Posted at 2:10 PM, Mar 18, 2020
and last updated 2020-03-18 17:33:29-04

HAMPTON ROADS, Va - Everyday life and - now even, death - is being affected by the coronavirus.

Mourners must now grapple with grief in small gatherings, not with dozens of families members by their side.

If you open the obituary section of any newspaper in Hampton Roads, the wording has also changed. Funerals are "postponed," "private," or "held at a later date."

"This virus is certainly changing tradition," said Ryan Moore, Funeral Director at Graham Funeral Home in Chesapeake.

For centuries, people have been responding to death with communal events, but during this pandemic, families are banned to grieve in large numbers.

"It really puts a challenge on us. We are trying our best to offer additional options to families to where they can still move forward through the natural grieving process and have support from community," Moore explained.

Moore is following the federal guidelines while still servicing families. Right now, he can have no more than 10 people gathered inside his location for a funeral, wake or visitation at any given time.

"Part of this is offering options to families on how they need personally to move forward to grieving process," said Moore.

So, his team is working to bring comfort with their live stream service -- the only one of its kind in Hampton Roads.
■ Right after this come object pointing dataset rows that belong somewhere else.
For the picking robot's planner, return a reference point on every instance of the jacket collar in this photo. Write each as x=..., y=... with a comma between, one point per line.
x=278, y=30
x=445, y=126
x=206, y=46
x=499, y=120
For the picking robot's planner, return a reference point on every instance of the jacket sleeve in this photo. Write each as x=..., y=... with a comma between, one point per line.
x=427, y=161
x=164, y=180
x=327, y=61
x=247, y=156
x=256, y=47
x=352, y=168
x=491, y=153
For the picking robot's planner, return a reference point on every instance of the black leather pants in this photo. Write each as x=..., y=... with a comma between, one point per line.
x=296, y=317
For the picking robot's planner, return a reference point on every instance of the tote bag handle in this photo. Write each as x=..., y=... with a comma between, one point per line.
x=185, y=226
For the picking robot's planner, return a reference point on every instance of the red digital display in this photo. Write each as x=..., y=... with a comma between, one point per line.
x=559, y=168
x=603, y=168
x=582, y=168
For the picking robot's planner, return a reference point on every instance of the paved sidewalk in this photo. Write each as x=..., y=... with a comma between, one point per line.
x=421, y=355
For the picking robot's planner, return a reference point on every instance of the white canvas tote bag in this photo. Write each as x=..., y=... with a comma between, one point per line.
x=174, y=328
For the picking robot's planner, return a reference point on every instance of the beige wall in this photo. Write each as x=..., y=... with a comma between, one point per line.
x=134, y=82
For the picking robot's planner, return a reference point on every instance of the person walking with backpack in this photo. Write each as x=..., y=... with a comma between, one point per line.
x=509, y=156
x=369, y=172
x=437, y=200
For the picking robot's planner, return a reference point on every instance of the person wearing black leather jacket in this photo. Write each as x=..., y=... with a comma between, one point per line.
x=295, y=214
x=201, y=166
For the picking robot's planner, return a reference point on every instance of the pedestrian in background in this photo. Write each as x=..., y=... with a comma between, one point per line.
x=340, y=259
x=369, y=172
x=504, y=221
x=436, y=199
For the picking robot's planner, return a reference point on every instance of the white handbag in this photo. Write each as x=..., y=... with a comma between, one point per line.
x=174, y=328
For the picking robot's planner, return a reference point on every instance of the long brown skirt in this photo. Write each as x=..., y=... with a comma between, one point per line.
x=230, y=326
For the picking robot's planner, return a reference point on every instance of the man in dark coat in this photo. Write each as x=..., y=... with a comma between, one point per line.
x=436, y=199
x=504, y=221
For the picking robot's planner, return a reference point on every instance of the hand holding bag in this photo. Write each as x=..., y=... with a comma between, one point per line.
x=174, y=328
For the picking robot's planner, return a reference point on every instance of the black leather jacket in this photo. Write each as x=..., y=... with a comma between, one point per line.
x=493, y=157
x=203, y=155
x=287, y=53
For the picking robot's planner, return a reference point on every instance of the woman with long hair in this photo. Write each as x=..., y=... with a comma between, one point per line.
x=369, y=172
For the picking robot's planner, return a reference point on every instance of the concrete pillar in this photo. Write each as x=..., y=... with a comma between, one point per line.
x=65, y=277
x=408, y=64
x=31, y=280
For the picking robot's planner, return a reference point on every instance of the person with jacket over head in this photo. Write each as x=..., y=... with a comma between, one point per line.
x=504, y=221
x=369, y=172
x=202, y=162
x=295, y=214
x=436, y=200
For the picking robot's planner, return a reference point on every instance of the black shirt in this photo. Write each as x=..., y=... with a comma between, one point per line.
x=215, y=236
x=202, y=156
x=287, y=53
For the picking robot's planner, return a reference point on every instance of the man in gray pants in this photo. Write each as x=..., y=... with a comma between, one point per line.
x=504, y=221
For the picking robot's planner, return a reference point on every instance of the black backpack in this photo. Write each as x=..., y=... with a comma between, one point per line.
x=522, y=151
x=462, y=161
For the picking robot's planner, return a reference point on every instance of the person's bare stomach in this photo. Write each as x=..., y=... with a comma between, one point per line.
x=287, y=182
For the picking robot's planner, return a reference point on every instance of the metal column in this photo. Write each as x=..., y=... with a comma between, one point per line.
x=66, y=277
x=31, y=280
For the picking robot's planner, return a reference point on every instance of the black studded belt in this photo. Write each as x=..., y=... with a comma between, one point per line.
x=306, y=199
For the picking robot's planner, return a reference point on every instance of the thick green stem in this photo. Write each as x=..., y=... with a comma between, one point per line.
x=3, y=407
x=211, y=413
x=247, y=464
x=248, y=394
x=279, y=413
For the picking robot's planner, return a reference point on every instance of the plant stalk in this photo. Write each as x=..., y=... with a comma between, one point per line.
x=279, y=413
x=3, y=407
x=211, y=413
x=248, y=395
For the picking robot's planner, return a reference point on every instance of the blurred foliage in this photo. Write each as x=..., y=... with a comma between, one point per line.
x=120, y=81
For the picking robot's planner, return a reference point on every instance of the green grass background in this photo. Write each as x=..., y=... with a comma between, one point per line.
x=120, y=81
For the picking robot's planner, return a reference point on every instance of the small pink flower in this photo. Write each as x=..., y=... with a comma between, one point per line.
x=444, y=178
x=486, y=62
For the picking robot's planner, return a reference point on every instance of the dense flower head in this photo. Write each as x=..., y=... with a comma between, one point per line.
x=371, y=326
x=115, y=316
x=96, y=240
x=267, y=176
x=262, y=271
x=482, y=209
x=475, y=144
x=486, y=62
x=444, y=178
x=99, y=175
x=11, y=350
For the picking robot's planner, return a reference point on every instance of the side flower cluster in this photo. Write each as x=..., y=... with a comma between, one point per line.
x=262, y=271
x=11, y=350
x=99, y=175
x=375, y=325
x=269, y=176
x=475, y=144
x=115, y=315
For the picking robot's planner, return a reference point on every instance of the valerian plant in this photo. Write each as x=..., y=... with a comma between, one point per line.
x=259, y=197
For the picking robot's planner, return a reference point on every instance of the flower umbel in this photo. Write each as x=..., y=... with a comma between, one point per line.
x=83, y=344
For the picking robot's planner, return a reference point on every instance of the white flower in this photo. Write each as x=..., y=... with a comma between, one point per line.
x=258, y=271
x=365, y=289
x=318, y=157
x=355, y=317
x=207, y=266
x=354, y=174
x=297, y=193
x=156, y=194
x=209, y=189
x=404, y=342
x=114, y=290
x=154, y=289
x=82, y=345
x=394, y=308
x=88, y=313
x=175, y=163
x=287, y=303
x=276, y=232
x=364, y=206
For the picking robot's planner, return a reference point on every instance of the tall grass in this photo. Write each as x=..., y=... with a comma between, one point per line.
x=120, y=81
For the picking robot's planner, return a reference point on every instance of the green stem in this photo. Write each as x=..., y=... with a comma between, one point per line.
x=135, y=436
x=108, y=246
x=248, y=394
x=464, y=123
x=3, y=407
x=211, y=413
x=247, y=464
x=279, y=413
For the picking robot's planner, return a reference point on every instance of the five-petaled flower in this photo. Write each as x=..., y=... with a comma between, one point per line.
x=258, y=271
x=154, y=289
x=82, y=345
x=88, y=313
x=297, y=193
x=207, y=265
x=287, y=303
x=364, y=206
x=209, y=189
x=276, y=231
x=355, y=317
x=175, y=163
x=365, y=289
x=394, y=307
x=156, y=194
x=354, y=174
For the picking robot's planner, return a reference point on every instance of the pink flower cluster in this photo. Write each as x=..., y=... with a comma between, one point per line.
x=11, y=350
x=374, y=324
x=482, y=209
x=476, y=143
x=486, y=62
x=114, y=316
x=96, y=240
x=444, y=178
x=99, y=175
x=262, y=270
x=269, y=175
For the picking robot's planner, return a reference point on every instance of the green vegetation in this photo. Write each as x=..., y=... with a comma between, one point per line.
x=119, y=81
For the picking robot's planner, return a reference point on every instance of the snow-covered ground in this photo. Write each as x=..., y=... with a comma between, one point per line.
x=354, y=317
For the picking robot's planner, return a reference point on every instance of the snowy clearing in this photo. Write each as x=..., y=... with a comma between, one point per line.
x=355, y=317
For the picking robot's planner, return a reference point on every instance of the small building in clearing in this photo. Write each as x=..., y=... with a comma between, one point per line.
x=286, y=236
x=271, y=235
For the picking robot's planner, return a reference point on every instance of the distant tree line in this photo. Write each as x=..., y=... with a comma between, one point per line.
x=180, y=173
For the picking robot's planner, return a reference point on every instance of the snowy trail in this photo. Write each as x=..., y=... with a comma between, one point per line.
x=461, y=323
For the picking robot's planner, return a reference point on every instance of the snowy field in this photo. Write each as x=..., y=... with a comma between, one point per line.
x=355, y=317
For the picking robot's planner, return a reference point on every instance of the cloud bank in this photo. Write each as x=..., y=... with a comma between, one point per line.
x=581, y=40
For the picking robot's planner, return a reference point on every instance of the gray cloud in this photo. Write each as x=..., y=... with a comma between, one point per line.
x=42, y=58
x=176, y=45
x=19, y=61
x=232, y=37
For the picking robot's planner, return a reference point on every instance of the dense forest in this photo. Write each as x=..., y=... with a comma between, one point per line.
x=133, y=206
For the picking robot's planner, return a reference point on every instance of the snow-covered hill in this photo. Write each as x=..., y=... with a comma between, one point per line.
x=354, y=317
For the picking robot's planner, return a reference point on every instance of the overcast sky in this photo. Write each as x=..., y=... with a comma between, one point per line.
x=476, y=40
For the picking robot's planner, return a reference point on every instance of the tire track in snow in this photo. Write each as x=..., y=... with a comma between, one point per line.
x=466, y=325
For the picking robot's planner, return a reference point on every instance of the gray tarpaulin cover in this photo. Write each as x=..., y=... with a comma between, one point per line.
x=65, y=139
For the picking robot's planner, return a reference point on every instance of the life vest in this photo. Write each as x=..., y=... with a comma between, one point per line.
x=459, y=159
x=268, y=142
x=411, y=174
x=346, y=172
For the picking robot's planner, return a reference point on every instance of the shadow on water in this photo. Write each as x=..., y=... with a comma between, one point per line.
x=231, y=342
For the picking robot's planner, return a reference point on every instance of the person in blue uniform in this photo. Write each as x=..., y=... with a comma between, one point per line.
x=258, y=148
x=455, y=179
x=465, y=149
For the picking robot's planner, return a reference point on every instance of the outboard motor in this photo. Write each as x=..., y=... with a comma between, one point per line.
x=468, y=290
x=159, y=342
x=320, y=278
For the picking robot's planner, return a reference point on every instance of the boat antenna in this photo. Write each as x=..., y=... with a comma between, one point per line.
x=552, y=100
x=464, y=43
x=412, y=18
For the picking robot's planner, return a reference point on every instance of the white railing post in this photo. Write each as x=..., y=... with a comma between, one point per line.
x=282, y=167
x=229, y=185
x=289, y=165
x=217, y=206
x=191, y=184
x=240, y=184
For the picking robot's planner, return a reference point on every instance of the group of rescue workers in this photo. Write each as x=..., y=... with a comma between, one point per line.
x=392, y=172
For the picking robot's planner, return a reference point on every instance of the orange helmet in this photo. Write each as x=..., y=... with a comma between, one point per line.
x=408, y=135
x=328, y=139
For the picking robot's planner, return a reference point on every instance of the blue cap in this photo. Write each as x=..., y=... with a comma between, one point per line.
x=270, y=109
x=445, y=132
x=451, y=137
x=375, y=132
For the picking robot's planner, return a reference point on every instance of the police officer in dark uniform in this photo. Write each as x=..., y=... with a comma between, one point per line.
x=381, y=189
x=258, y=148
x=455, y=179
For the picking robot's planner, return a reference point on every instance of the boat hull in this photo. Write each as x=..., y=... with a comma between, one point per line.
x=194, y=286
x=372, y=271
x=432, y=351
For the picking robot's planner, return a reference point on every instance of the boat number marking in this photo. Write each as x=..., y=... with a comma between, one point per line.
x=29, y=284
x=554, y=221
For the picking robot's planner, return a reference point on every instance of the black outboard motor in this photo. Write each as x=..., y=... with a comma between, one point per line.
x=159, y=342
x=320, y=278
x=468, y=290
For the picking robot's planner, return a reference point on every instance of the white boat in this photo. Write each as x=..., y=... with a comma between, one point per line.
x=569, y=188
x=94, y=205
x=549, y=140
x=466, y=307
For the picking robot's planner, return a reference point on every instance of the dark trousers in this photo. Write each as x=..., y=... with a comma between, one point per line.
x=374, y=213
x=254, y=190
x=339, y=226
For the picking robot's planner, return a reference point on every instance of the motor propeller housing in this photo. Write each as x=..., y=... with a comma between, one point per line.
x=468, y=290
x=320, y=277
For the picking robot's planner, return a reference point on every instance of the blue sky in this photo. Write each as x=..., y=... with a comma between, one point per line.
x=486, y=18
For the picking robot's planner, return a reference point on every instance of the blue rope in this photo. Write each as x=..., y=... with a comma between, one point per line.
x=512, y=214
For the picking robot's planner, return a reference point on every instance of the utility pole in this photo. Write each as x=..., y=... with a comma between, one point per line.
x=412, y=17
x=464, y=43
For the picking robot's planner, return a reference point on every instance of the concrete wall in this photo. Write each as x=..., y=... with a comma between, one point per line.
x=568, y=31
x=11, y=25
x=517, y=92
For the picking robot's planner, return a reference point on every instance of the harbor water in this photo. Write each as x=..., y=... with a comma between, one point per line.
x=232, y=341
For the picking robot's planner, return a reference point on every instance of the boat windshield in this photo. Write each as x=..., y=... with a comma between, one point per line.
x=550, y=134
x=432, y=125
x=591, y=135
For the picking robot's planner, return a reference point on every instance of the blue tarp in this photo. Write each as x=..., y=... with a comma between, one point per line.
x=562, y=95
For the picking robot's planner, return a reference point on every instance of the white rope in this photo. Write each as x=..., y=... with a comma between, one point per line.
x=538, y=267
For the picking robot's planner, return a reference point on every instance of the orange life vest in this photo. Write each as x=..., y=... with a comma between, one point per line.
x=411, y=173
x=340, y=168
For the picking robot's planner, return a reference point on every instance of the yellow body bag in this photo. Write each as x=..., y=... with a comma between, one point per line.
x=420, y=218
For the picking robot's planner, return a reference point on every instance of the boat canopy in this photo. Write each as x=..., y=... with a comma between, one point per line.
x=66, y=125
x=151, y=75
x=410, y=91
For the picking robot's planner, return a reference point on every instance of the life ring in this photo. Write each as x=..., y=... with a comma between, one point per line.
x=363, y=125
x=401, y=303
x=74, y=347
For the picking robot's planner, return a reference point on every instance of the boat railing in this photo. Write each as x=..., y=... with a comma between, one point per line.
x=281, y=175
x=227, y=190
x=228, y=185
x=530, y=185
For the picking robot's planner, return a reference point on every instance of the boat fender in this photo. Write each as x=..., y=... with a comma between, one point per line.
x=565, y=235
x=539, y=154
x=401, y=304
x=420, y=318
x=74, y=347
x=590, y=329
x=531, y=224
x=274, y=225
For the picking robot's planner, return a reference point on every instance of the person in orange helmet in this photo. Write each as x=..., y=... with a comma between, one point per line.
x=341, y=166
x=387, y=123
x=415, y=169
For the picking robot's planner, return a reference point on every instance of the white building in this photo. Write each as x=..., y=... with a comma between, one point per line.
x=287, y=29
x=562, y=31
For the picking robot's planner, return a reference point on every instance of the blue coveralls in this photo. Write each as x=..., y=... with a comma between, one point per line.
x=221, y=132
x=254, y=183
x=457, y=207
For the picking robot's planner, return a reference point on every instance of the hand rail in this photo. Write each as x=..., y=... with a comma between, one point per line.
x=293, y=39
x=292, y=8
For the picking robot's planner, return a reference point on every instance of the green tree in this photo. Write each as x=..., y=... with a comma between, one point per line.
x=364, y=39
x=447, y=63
It's a way to pay respects virtually, not in person.

"All you need is an internet access to be here live with us in spirit, not necessarily tangible, but to participate in our celebration of life services. The delay is less than a second," Moore stated. "Folks that are not in our chapel can participate from anywhere in the world."

Cemeteries across Hampton Roads are also complying with this new climate. In city-owned cemeteries in Norfolk, only 25 people are allowed to gather outside for a graveside service or burial. Cemetery employees also only meet with three family members at a time.

"We want to be able to say, 'You don't have to postpone your grief because of mandates and public safety.' There are ways to still come together," said Moore.